An advantage of the 0x88 coding scheme is that values can be easily converted between 0x88 representation and file-rank coordinates using only bitwise operations, which are simple and efficient for computer processors to work with. To convert a zero-based file-rank coordinate to 0x88 value:

 $\text{square}_{0\rm{x}88} = (\text{rank}_\text{0 to 7} << 4) + \text{file}_\text{0 to 7}$

Thus, a1 corresponds to $00000000_2$, with all 8 of the bits set to $0$, b2 corresponds to $00010001_2$, and h8 corresponds to $01110111_2$.
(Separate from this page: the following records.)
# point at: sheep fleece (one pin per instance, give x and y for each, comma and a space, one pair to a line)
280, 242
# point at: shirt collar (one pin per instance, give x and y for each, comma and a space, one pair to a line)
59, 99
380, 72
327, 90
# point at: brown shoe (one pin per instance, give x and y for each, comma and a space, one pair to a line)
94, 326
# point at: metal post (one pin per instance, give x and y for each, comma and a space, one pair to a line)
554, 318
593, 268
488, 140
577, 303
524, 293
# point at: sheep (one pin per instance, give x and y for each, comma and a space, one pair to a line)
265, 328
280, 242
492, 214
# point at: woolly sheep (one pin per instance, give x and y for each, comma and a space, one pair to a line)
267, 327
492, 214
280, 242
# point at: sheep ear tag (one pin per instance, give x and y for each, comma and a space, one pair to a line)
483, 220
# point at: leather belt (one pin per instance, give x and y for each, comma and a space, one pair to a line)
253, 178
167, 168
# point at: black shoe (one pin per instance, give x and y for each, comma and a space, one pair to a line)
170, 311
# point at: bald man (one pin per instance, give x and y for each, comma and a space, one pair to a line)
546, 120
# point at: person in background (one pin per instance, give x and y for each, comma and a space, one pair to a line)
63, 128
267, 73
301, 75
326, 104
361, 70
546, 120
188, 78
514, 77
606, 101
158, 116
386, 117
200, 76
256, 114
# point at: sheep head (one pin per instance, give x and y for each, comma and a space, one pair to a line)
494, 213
To convert an 0x88 value to a file-rank coordinate pair:

 $\text{file}_\text{0 to 7} = \text{square}_{0\rm{x}88}\ \&\ 7$

 $\text{rank}_\text{0 to 7} = ( \text{square}_{0\rm{x}88}\ >> 4 )$

Note: In the above formulas, << and >> represent left and right logical bit shift operations respectively while & represents bitwise and.

==Applications==
===Off-the-board detection===
Off-the-board detection is a feature of chess programs which determines whether a piece is on or off the legal chess board. In 0x88, the highest bit of each nibble represents whether a piece is on the board or not. Specifically, out of the 8 bits to represent a square, the fourth and the eighth must both be 0 for a piece to be located within the board. This allows off-the-board detection by bitwise and operations. If $square AND 0x88 (or, in binary, 0b10001000) is non-zero, then the square is not on the board. This bitwise operation requires fewer computer resources than integer comparisons. This makes calculations such as illegal move detection faster.

===Square relations===
The difference of valid 0x88 coordinates A and B is unique with respect to distance and direction, which is not true for classical packed three-bit rank and file coordinates. That makes lookups for Manhattan distance, possible piece attacks, and legal piece moves more resource-friendly. While classical square coordinates in the 0–63 range require 4K-sized tables (64×64), the 0x88 difference takes 1/16 that or 256-sized tables—or even 16 less.

An offset of 119 (0x77 as the maximum valid square index) is added, to make ±119 a 0–238 range (a size of 240 for alignment reasons).

0x88Diff = 0x77 + A − B

== Adoption ==

Though the 0x88 representation was initially popular, it has been mostly replaced by the system of bitboards.